Rimini, caso Sangiovesa al Mare: assolta ex dirigente comunale dopo 11 anni
L'accusa rivolta all'ex dirigente riguardava il presunto ritardo nell'emissione delle ordinanze di demolizione del ristorante

La vicenda della Sangiovesa al mare, scomparsa dal lungomare di Rimini dopo la demolizione avvenuta circa dieci anni fa, ha dato origine a un caso giudiziario secondario, che ha coinvolto l’ex dirigente comunale dello Sportello unico per l’edilizia. Come riporta Corriere Romagna, quest’ultima era stata accusata di abuso d’ufficio e sottoposta a un lungo procedimento legale, durato quasi un decennio. Ora, la vicenda si è definitivamente conclusa con il riconoscimento della sua innocenza e il rimborso delle ingenti spese processuali sostenute. Tra l’altro, il reato contestato non esiste più, essendo stato abolito con il cosiddetto decreto Nordio della scorsa estate.
L’accusa rivolta all’ex dirigente (oggi in pensione) riguardava il presunto ritardo nell’emissione delle ordinanze di demolizione per il ristorante Sangiovesa al mare e il bar Barcollando. Secondo l’accusa, tale ritardo avrebbe favorito i gestori, consentendo loro di continuare l’attività nonostante la presenza di abusi edilizi, tra cui i noti gazebo e le pedane della Sangiovesa al mare su suolo demaniale. Questo aspetto aveva innescato un acceso contenzioso tra la srl Rema (Ricostruzione edilizia marina adriatica), controllata dalla famiglia Maggioli, e il Comune di Rimini.
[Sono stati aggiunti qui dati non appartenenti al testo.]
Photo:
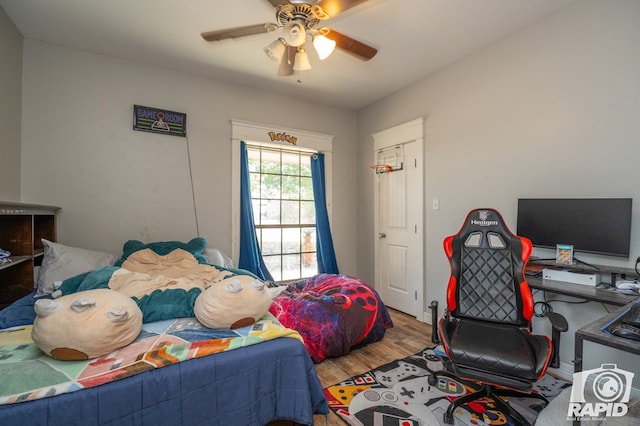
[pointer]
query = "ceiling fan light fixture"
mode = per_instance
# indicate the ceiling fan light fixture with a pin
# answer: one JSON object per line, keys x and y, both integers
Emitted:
{"x": 324, "y": 46}
{"x": 301, "y": 62}
{"x": 275, "y": 50}
{"x": 294, "y": 33}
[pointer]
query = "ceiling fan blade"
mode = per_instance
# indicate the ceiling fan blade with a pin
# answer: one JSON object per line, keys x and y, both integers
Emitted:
{"x": 286, "y": 64}
{"x": 352, "y": 46}
{"x": 238, "y": 32}
{"x": 276, "y": 3}
{"x": 335, "y": 7}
Il percorso giudiziario è stato lungo e complesso. Dopo anni di indagini, il caso è arrivato a processo con rito abbreviato nel 2021. Il giudice Vinicio Cantarini ha assolto l’imputata con formula piena, stabilendo che il fatto non sussiste. A distanza di quattro anni, il Comune di Rimini ha deliberato il rimborso delle spese processuali anticipate dall’ex dirigente, per un importo superiore ai 12mila euro.
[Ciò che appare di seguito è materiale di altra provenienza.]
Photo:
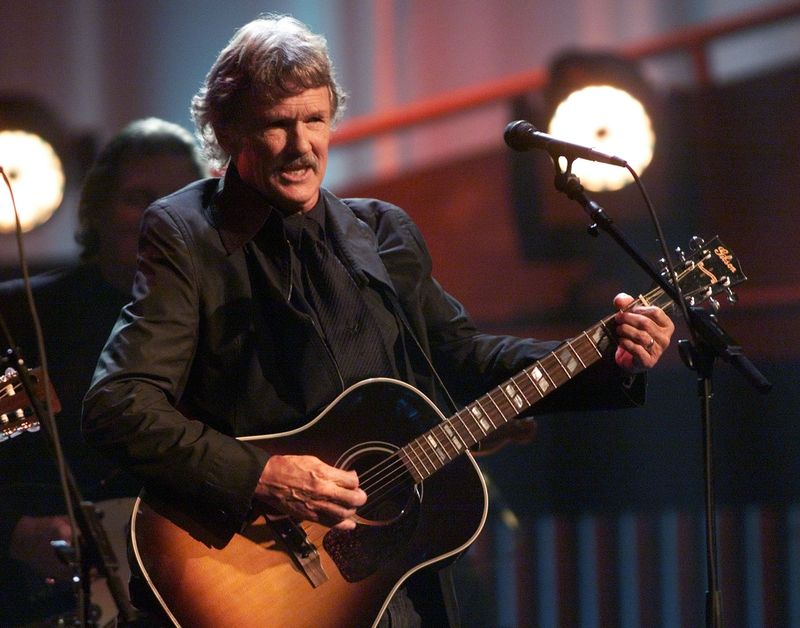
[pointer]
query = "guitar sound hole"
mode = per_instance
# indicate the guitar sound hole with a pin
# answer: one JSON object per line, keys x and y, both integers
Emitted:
{"x": 390, "y": 489}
Insieme a lei, era stato imputato anche un messo comunale, accusato di aver ritardato dolosamente la notifica delle ordinanze di demolizione. Anche lui è stato assolto con formula piena. Un’ulteriore dipendente comunale, inizialmente coinvolta nel processo, era già stata prosciolta con una decisione di non luogo a procedere.